I tossed the noodles, coating them in the rich brown gravy with its tantalising aroma. That’s when my mouth really began to water. Eaten with the noodles, the broth added its own rendition of savoury pork deliciousness to the mix. It had a perfectly robust character and the hints of varied spices added a nice range of exotic flavour that had me slurping away.
Digging full-on into the noodles now, I was vindicated in my earlier assumption that they were springy. I love it when the oil makes them shiny and slippery– that’s the perfect way to be eaten, noodles! The al dente texture worked so well with its oil-soaked, sambal-smeared appearance. Note to spice wussies like me— the sambal is super spicy!
There were a few sprouts drowned in the broth. They added a nice crunch but the meagre quantity made it seem like they had accidentally fallen in (the Fishball Soup had arrived teeming with them). Floating nearby were 2 fishballs. They turned out to be supple with freshness and had a bold, decisively non-fishy taste which made them easy to eat on their own, too.
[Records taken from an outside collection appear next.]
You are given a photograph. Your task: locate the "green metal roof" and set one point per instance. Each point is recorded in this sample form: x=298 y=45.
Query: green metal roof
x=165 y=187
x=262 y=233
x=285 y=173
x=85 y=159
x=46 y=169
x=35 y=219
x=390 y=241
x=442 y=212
Between the springy softness of the minced pork bits, soft-firm texture of the fishballs and crisp snap of the taugeh, I thoroughly enjoyed a refreshingly diverse mouthfeel spectrum.
While my focus was undoubtedly the mee pok, the Fishball Soup was the perfect accompaniment on that rainy day. 8 individual white spheres bobbed up and down around the bowl, and between them lay a marsh of taugeh. Crowning the bowl was a smattering of shallots.
I loved the soup! The ample serving of fishballs helped, too and, if you are a fan of healthy eating, the generous helping of sprouts paired with the fishballs makes this a very appealing alternative.
It’s always great when I can end another episode of the “worst-rated” series with a ‘but’. So, 132 Traditional Teochew Noodles may be one the worst-rated mee pok stalls that we could find but its 3.4-star rating is pretty accurate for the experience.
Their rendition of the classic dish is certainly more than decent. I found the portion size to be generous, too. I’m sad that I did not discover this mee pok stall sooner – from what I have read and heard, the original version was really something.
Part of the reason is that we did not encounter some of the most common reasons for the online complaints we read. Several reviewers have complained of an overpowering alkaline taste in the noodles and stale fishballs, but our experience was really the opposite.
Food notwithstanding, the human factor is as important and sometimes even more so. I believe this stall is missing out on a huge chunk of business because they lose out in this respect. If the pair manage to streamline the operation, it will be a win-win.
That said, quality food takes time and I don’t think 5 minutes per customer is too long for a good bowl of mee pok. Since I live nearby, I’m definitely planning to return!